For the most part, contemporary anglers using the latest inventions have not necessarily accelerated the demise of fishing. In fact, I remember a few years ago an older angler relating to me that when monofilament line hit the market, it was thought to be the demise of fish, as they couldn’t see the line and didn’t stand a chance. I’m living proof that didn’t happen.

Its important to be quick but gentle when releasing fish

It's important to be quick but gentle when releasing fish

Many modern-day anglers, save for a few fish hogs, enjoy a fillet or two, but are more in tune with catching than cleaning. Having grown up in North Dakota, this transition has surprised me. Most anglers will keep a few fish for eating, and maybe save a fish-of-a-lifetime to send to the taxidermist. However, it seems catch-and-release has become more of a standard than an anomaly.

And often, those anglers who buy those GPS mapping units to pinpoint exact coordinates of hot spots, are the same folks who are the greatest practitioners of catch-and-release fishing day after day.
Conventional wisdom says that some released fish will die. That’s a fact. But when done properly, catch-and-release can enhance angling in the long term.

Think of larger, productive breeding female fish caught and released a few times over the course of their life, rather than just being caught once and fried up. Their cumulative contribution to a lake’s fish population over several spawning seasons could be significant.

While anglers are doing a good job of practicing catch-and-release on their own,

fisheries managers are also at work investigating ways that regulations involving catch-and-release can help maintain or improve fish populations.

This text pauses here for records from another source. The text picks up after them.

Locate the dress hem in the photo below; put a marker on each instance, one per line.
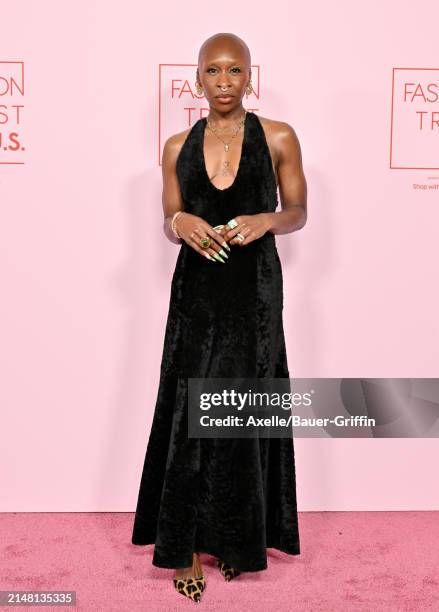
(215, 553)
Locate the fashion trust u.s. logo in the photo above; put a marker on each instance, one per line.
(11, 112)
(414, 133)
(180, 106)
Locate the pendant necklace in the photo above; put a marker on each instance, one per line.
(227, 144)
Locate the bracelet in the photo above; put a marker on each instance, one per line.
(173, 227)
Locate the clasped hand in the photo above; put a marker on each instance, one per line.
(192, 228)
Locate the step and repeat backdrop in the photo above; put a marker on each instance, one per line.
(89, 92)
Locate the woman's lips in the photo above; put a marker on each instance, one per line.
(224, 99)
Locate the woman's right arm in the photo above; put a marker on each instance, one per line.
(171, 193)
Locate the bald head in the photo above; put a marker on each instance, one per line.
(223, 42)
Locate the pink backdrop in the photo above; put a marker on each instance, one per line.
(86, 269)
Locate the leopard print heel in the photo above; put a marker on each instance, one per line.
(191, 587)
(228, 572)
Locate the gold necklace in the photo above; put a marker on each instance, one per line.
(227, 144)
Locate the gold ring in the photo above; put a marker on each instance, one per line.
(205, 242)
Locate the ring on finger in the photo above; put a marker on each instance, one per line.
(205, 242)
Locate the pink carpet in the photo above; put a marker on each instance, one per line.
(361, 561)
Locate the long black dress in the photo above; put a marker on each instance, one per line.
(231, 498)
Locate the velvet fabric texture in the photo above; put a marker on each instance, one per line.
(232, 498)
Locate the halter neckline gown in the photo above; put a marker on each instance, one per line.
(231, 498)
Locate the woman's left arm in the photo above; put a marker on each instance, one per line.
(292, 183)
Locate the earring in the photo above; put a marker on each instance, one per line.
(248, 89)
(198, 88)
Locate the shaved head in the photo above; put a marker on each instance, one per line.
(221, 41)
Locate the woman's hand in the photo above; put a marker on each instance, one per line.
(249, 226)
(192, 228)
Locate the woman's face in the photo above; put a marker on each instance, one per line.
(223, 74)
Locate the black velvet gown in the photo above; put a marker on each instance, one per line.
(231, 498)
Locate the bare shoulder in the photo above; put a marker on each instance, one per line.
(281, 138)
(173, 145)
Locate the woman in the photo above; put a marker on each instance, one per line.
(229, 497)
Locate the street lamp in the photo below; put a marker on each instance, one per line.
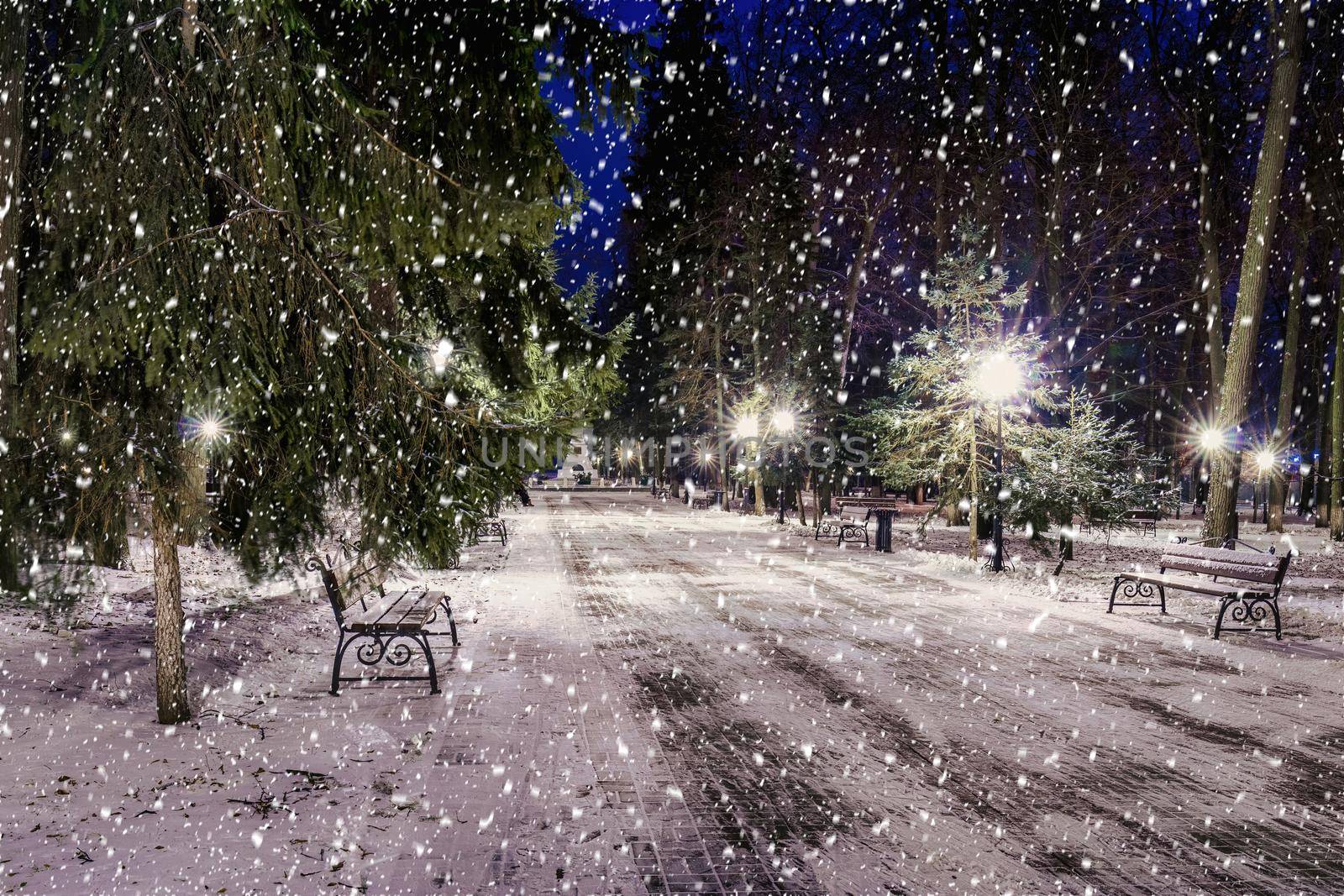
(999, 378)
(783, 423)
(1265, 463)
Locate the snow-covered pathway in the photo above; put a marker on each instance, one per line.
(874, 728)
(656, 700)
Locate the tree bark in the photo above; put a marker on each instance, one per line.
(851, 298)
(1336, 513)
(170, 651)
(1211, 277)
(1287, 387)
(1256, 258)
(188, 26)
(721, 438)
(13, 60)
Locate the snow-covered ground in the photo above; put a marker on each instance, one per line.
(649, 699)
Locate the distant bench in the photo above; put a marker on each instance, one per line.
(1139, 519)
(850, 520)
(1249, 587)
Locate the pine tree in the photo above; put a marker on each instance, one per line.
(1088, 466)
(1287, 36)
(322, 270)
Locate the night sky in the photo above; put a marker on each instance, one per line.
(600, 159)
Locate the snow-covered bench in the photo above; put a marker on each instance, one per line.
(383, 620)
(850, 521)
(1247, 582)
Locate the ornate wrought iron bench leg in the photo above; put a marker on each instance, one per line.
(429, 658)
(1227, 602)
(452, 622)
(340, 654)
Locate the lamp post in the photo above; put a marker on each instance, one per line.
(783, 423)
(1265, 463)
(999, 379)
(1211, 441)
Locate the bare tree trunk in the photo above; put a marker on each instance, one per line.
(1211, 278)
(1336, 513)
(170, 653)
(722, 438)
(188, 26)
(974, 516)
(851, 297)
(13, 34)
(1287, 387)
(1319, 445)
(1287, 35)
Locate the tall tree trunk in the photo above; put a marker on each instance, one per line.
(974, 516)
(170, 652)
(188, 26)
(851, 298)
(722, 439)
(1256, 257)
(1211, 277)
(1312, 492)
(13, 58)
(1287, 387)
(1337, 423)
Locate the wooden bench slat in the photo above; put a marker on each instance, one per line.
(1249, 582)
(1200, 586)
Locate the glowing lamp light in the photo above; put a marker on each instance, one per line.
(999, 378)
(1213, 439)
(438, 358)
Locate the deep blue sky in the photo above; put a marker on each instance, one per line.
(600, 159)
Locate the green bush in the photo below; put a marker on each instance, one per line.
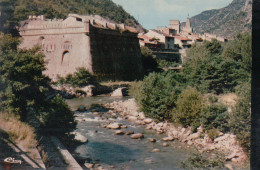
(158, 94)
(189, 107)
(213, 70)
(213, 99)
(148, 60)
(58, 119)
(213, 133)
(135, 89)
(215, 116)
(240, 118)
(199, 161)
(80, 78)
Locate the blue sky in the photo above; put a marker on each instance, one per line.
(153, 13)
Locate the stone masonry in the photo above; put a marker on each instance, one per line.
(104, 48)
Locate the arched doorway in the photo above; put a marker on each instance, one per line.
(65, 59)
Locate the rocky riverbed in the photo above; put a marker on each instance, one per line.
(116, 137)
(224, 143)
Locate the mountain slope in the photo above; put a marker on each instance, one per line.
(13, 11)
(227, 21)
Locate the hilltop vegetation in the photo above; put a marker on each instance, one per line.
(190, 97)
(227, 21)
(14, 11)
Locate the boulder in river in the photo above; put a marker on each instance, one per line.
(81, 108)
(119, 132)
(113, 126)
(89, 165)
(148, 120)
(132, 118)
(152, 140)
(137, 136)
(130, 133)
(119, 92)
(155, 150)
(169, 138)
(165, 144)
(79, 137)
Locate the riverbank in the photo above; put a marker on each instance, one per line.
(226, 144)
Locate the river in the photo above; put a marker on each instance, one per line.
(120, 151)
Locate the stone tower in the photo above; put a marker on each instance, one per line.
(104, 48)
(175, 24)
(187, 29)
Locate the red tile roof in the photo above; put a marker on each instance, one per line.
(181, 38)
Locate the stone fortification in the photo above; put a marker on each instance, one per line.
(103, 47)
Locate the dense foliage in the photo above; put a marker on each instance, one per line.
(158, 94)
(14, 11)
(189, 107)
(80, 78)
(24, 89)
(210, 69)
(148, 60)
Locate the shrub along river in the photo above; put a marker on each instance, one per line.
(109, 150)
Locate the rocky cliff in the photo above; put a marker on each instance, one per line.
(227, 21)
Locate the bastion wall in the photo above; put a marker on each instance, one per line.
(106, 49)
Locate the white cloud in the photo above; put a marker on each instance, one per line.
(153, 13)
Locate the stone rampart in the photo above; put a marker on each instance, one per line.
(104, 48)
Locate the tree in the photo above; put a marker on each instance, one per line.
(25, 88)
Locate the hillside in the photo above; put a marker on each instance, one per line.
(13, 11)
(236, 17)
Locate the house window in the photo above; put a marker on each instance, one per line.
(79, 19)
(65, 57)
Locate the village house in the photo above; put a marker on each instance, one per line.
(107, 49)
(166, 40)
(209, 37)
(182, 42)
(149, 42)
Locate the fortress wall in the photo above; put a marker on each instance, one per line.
(115, 55)
(63, 52)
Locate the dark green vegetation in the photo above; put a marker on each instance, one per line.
(80, 78)
(14, 11)
(25, 92)
(199, 161)
(227, 21)
(190, 96)
(153, 64)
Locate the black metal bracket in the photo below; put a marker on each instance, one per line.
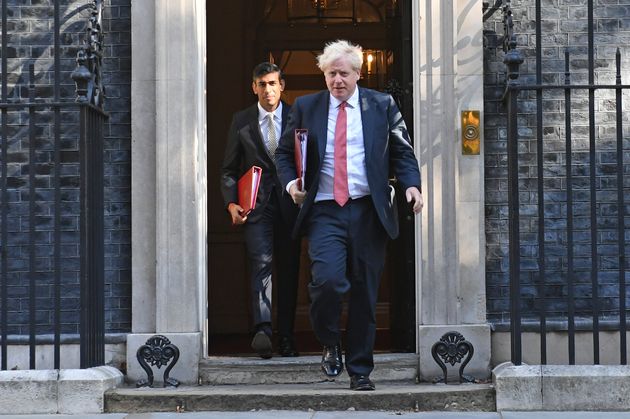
(158, 351)
(452, 348)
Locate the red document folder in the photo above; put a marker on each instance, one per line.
(248, 189)
(301, 136)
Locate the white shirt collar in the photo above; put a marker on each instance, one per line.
(262, 113)
(353, 101)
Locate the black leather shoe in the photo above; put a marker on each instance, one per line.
(361, 383)
(332, 364)
(286, 347)
(262, 344)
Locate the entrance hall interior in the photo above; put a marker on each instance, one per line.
(291, 33)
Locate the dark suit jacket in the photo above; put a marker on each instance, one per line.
(246, 148)
(388, 150)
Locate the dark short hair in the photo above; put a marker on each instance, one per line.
(265, 68)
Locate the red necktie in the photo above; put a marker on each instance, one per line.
(340, 180)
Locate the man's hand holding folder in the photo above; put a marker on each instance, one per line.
(296, 190)
(247, 194)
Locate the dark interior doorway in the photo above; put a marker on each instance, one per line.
(291, 33)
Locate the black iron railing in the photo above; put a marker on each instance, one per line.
(583, 182)
(51, 201)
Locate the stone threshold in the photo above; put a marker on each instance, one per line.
(322, 396)
(299, 370)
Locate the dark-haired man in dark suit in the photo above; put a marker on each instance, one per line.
(356, 140)
(252, 141)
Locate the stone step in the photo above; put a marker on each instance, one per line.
(322, 396)
(299, 370)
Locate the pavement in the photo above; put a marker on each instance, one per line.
(291, 414)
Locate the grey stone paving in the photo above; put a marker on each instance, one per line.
(338, 415)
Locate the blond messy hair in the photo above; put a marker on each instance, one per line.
(341, 49)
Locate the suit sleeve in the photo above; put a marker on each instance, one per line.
(231, 169)
(403, 162)
(285, 153)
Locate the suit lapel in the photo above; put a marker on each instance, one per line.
(367, 123)
(321, 114)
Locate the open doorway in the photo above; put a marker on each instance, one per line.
(291, 33)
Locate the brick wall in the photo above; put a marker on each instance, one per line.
(30, 27)
(564, 27)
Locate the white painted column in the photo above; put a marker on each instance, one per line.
(448, 53)
(168, 128)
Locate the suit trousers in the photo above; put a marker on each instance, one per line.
(347, 250)
(268, 240)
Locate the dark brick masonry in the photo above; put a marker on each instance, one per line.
(564, 26)
(30, 27)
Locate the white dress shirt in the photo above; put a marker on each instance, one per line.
(357, 175)
(263, 122)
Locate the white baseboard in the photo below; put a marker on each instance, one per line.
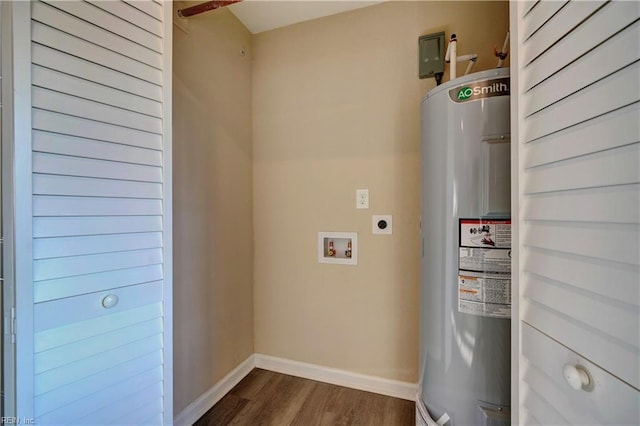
(200, 406)
(334, 376)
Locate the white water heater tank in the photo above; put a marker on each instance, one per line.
(466, 263)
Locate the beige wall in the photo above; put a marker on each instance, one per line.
(336, 106)
(212, 192)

Here’s a few tips for catch and release angling:

  • Decide to release the fish as soon as you hook it.
  • Generally, land the fish quickly and don’t play it to exhaustion.
  • Set the hook quickly to reduce the likelihood the fish will swallow the bait.
  • Bring a fish in slowly from deep water to help it adjust to changing pressure.
  • Don’t put your fingers in the eyes or gills of the fish.
  • Avoid removing mucous or scales.
  • Get the fish back in the water as quickly as possible.
  • If the hook is very deep within the fish, or it can’t be removed quickly, cut the leader close to the fish’s mouth.
  • Back the hook out the opposite way it went in.
  • Use needle-nose pliers, hemostats, or a hook-out to remove the hook and protect your hands.
  • Place the fish in the water, gently supporting the mid-section and tail until it swims away.
  • Resuscitate an exhausted fish by moving it back and forth to force water through its gills.